Clustering Large Datasets with Mixed Variable Types – How to Efficiently Classify Remaining Observations

clusteringgower-similaritylarge datamixed type data

I'm trying to run a cluster analysis on a large dataset (70k+ observations to cluster) with mixed variables (numeric, ordinal, binary and nominal). I don't think I can create the distance matrix using SAS over the entire dataset. So, I have tried to run a hierarchical clustering using Gower's distance over a subsample of my data. I've got some questions.

  1. If the above method (hierarchical clustering of a subsample) is
    appropriate, how can I then score the rest of the observations and
    assign (classify) them to the clusters obtained?

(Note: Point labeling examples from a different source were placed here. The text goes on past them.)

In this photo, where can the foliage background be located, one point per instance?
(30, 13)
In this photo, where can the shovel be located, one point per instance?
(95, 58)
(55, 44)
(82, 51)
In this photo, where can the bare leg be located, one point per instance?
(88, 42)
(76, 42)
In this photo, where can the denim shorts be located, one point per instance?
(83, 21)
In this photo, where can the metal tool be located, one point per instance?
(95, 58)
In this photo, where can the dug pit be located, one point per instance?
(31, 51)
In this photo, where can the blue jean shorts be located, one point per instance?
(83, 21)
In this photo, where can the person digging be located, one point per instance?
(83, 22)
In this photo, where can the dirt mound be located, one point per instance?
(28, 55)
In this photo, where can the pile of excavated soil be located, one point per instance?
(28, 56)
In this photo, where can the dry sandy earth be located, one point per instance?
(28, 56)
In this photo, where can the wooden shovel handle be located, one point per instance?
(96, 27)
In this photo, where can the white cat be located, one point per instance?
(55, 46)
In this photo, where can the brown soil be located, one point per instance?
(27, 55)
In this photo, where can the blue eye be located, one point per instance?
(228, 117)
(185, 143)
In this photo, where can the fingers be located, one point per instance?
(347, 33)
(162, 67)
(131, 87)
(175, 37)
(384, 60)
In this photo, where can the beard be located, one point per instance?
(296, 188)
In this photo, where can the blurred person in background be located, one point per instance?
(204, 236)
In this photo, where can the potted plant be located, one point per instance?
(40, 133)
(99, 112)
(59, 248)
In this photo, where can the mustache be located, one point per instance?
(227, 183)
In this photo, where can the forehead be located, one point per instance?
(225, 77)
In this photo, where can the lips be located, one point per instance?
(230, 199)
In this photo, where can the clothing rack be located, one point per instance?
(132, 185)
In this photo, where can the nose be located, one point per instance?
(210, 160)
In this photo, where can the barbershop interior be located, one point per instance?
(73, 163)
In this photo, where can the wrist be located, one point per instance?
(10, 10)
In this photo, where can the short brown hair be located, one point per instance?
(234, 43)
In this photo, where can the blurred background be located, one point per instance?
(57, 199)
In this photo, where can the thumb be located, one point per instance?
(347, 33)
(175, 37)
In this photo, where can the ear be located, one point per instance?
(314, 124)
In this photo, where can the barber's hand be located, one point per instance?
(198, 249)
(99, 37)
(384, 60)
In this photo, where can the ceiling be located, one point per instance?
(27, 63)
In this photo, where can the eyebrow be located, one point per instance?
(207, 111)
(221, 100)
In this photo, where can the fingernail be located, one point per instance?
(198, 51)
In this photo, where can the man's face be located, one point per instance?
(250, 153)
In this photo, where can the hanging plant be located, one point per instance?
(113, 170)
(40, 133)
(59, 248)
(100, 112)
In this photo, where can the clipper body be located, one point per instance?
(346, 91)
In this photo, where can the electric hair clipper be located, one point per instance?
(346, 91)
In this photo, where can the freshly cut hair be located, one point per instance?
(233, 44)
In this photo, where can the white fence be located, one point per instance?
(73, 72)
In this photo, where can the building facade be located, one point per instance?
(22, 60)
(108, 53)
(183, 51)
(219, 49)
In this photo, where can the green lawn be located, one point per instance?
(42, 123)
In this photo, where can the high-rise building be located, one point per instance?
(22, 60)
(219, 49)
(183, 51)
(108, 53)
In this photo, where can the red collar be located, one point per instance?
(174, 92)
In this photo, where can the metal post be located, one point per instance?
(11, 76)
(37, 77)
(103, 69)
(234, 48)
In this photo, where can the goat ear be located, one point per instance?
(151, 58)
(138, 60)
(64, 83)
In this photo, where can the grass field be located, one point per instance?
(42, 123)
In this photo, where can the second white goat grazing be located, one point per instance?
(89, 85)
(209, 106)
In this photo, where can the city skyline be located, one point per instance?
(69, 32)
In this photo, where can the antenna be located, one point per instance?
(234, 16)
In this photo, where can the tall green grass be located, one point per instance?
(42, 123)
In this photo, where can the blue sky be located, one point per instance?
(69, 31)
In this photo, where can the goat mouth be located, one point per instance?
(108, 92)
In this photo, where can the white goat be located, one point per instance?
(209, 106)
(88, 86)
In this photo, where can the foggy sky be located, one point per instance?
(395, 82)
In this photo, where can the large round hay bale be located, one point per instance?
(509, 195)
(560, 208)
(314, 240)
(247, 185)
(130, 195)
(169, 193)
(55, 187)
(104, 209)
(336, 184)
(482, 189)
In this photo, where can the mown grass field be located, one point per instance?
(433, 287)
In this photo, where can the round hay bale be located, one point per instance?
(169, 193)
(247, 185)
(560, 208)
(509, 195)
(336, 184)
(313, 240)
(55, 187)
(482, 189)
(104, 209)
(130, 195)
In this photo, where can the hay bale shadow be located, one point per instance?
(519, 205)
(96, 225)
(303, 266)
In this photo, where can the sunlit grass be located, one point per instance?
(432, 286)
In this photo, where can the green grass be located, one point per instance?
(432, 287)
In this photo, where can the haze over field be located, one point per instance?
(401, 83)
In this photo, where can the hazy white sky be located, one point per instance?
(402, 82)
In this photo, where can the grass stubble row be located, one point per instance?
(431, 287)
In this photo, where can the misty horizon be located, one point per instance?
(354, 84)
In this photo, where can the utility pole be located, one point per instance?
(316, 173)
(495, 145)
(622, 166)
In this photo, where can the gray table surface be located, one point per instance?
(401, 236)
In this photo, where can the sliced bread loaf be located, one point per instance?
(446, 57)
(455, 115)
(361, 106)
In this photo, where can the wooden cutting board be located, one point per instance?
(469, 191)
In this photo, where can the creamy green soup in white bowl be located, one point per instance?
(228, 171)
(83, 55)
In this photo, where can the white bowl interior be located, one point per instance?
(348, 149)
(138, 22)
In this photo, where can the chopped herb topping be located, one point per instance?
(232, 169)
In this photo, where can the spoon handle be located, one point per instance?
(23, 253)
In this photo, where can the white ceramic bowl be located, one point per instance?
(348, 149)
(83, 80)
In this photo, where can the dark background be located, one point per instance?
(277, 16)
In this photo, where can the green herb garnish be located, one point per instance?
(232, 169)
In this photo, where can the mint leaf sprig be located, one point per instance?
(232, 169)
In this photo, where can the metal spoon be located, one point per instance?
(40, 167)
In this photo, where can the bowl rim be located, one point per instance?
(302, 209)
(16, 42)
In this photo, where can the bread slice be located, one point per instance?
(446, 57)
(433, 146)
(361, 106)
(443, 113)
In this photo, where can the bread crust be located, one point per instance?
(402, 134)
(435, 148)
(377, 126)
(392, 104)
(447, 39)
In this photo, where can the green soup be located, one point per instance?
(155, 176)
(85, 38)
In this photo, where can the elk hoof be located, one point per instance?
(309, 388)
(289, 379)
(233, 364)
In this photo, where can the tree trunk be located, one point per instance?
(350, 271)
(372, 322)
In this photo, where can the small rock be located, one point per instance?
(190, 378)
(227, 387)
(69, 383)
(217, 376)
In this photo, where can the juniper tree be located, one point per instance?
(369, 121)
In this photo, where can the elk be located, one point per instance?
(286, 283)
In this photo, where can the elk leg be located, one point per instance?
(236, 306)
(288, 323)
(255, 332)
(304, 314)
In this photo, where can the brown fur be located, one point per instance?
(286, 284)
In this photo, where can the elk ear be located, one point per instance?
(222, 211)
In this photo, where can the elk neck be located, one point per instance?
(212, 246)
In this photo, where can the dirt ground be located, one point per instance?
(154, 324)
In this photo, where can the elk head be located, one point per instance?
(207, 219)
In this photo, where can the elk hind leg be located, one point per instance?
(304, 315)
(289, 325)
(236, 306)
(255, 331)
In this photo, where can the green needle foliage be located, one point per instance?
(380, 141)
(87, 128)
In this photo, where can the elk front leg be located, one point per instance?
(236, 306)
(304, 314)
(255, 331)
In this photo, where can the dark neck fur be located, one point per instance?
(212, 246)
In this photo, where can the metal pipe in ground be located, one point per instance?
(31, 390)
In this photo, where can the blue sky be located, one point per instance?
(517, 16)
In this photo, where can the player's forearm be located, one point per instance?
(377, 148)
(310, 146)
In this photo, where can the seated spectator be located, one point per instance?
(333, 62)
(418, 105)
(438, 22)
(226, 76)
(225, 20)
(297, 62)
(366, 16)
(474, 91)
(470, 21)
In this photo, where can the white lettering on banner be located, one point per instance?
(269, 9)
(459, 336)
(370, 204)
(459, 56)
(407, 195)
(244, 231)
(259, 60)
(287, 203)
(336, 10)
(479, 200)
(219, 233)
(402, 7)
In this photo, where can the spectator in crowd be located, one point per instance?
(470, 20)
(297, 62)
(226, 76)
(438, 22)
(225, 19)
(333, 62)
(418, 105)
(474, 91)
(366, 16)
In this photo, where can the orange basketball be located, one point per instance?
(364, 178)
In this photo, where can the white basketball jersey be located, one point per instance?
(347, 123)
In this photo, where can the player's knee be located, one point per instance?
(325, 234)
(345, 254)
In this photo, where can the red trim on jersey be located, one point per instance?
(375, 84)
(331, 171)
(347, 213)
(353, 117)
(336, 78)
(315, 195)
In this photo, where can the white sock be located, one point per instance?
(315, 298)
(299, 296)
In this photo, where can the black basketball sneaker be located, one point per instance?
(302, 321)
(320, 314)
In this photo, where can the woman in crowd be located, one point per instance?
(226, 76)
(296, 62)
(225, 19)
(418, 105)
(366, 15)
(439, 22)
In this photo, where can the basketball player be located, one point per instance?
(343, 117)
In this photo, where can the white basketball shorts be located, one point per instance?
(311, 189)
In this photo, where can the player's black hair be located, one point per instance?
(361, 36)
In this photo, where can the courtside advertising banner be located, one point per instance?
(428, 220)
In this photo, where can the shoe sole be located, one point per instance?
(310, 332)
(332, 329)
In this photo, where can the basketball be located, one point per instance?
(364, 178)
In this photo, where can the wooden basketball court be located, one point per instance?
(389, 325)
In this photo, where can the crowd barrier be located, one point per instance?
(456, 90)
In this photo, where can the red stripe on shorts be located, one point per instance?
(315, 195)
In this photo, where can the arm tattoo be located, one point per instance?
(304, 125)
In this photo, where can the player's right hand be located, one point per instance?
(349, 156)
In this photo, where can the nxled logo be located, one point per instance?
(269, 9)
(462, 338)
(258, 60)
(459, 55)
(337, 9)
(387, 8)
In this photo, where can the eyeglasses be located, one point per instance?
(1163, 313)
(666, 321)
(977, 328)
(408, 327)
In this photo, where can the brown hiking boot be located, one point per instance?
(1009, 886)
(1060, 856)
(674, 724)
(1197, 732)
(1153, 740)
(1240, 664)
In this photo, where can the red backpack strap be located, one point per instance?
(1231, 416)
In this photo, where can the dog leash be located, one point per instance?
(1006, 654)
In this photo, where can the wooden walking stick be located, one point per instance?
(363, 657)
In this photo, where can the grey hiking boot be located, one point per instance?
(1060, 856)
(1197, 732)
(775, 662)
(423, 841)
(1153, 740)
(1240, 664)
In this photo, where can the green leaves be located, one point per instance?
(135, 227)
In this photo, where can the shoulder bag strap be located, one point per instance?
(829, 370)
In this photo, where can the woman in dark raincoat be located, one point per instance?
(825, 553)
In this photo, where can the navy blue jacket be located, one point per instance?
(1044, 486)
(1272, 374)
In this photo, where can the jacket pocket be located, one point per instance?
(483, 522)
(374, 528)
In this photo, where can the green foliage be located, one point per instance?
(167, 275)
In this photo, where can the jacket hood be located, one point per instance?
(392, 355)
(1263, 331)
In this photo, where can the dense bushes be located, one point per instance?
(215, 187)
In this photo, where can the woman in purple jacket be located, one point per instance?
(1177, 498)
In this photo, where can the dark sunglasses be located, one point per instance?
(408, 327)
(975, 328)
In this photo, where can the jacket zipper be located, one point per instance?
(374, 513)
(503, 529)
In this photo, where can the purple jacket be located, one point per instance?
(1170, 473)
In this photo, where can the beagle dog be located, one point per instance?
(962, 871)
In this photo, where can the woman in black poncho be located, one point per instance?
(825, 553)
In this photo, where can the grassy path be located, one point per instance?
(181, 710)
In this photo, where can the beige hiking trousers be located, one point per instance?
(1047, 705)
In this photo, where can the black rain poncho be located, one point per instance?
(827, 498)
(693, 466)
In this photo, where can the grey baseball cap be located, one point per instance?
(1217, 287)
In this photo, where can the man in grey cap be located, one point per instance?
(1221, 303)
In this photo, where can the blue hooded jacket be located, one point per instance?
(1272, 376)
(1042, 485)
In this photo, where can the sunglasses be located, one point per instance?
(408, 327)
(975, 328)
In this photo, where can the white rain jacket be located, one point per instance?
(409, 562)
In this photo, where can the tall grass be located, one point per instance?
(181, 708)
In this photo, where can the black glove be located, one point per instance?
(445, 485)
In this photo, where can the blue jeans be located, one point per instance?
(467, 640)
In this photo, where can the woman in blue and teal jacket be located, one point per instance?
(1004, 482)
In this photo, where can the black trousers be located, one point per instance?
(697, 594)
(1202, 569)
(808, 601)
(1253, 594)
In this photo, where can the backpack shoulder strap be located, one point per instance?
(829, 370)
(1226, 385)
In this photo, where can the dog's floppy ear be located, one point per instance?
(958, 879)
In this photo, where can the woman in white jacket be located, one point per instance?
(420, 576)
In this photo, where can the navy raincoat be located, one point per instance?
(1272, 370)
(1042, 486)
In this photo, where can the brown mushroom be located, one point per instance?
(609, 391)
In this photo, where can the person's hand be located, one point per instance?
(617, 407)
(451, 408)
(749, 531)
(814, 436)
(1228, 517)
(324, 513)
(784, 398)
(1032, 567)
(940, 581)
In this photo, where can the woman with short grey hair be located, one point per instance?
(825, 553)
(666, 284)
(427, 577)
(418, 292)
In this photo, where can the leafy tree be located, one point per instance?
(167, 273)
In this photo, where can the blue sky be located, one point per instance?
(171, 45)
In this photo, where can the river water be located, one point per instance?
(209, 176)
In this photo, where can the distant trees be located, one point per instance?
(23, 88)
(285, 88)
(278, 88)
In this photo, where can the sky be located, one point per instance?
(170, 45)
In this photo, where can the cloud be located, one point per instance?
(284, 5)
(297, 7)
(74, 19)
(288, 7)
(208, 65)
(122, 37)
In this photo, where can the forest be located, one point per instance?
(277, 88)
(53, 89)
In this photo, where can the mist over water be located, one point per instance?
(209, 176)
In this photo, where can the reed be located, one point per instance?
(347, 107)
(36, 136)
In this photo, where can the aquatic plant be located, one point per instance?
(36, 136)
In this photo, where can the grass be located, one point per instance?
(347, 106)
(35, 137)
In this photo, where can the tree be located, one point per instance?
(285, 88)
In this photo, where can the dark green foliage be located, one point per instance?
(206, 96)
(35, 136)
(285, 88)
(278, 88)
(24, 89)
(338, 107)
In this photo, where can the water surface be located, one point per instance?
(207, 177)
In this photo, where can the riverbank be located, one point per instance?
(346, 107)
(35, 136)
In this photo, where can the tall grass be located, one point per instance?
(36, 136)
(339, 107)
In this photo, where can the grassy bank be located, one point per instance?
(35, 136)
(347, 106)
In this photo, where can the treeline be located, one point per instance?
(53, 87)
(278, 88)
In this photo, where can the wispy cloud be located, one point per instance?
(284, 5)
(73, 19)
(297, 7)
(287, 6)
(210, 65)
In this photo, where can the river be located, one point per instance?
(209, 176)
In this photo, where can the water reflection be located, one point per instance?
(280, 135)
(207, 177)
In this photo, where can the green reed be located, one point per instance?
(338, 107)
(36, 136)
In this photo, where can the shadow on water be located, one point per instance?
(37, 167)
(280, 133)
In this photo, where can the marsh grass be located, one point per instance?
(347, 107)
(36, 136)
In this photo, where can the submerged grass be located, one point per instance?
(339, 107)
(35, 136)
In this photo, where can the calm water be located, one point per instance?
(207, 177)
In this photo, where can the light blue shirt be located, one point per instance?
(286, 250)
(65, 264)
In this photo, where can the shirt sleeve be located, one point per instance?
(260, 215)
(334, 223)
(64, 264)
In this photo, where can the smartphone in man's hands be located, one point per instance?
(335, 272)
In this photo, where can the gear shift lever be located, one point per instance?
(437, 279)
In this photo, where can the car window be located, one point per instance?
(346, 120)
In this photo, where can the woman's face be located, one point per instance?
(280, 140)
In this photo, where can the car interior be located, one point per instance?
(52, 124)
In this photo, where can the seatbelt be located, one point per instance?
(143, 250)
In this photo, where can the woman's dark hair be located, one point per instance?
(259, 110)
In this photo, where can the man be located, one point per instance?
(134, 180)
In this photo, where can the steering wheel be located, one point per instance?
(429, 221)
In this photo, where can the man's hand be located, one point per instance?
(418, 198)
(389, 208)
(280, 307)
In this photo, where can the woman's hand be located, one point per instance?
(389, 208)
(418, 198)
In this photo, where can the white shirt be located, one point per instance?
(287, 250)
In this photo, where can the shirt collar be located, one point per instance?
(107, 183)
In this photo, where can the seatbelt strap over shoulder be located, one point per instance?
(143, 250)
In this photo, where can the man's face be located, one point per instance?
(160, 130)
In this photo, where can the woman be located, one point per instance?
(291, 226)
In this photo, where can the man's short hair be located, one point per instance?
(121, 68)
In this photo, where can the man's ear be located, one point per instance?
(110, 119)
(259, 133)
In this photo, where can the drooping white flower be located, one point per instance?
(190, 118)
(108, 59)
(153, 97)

  2. If the above method isn't good, what are other recommended
    methods to cluster a large dataset with mixed variables? (Available
    in SAS if possible.)

  3. How can I check for correlations/multicolinearity among mixed
    variables? I don't know if running something like PCA or factor
    analysis makes sense with categorical data.

Best Answer

Hierarchical clustering in general does not scale well to large data sets. There are some special cases such as SLINK that need only $O(n)$ memory and $O(n^2)$ runtime (naive implementations need $O(n^2)$ memory and $O(n^3)$ runtime). So may need to look into alternative methods such as DBSCAN. DBSCAN will work with arbitrary distance measures; but you will probably not have index acceleration, so it will be $O(n^2)$ runtime, too. But it should still scale to 70k observations; I have ran DBSCAN on 100k years ago. The key is to not compute a complete distance matrix, because that needs $O(n^2)$ memory then.

However, neither will have an obvious way of classifying new observations. Clustering is just something different than classification. It's about getting a sketch of structure in the data to then analyze and turn into knowledge. No clustering will ever be perfect, but it may be able to tell you something you did not know before. You should then formalize it in a way that you can make use of it later.

Obviously, an universal approach is to train a classifier on the clusters afterwards.

I don't know what is available in SAS. I believe it only has the most basic methods available, nothing advanced.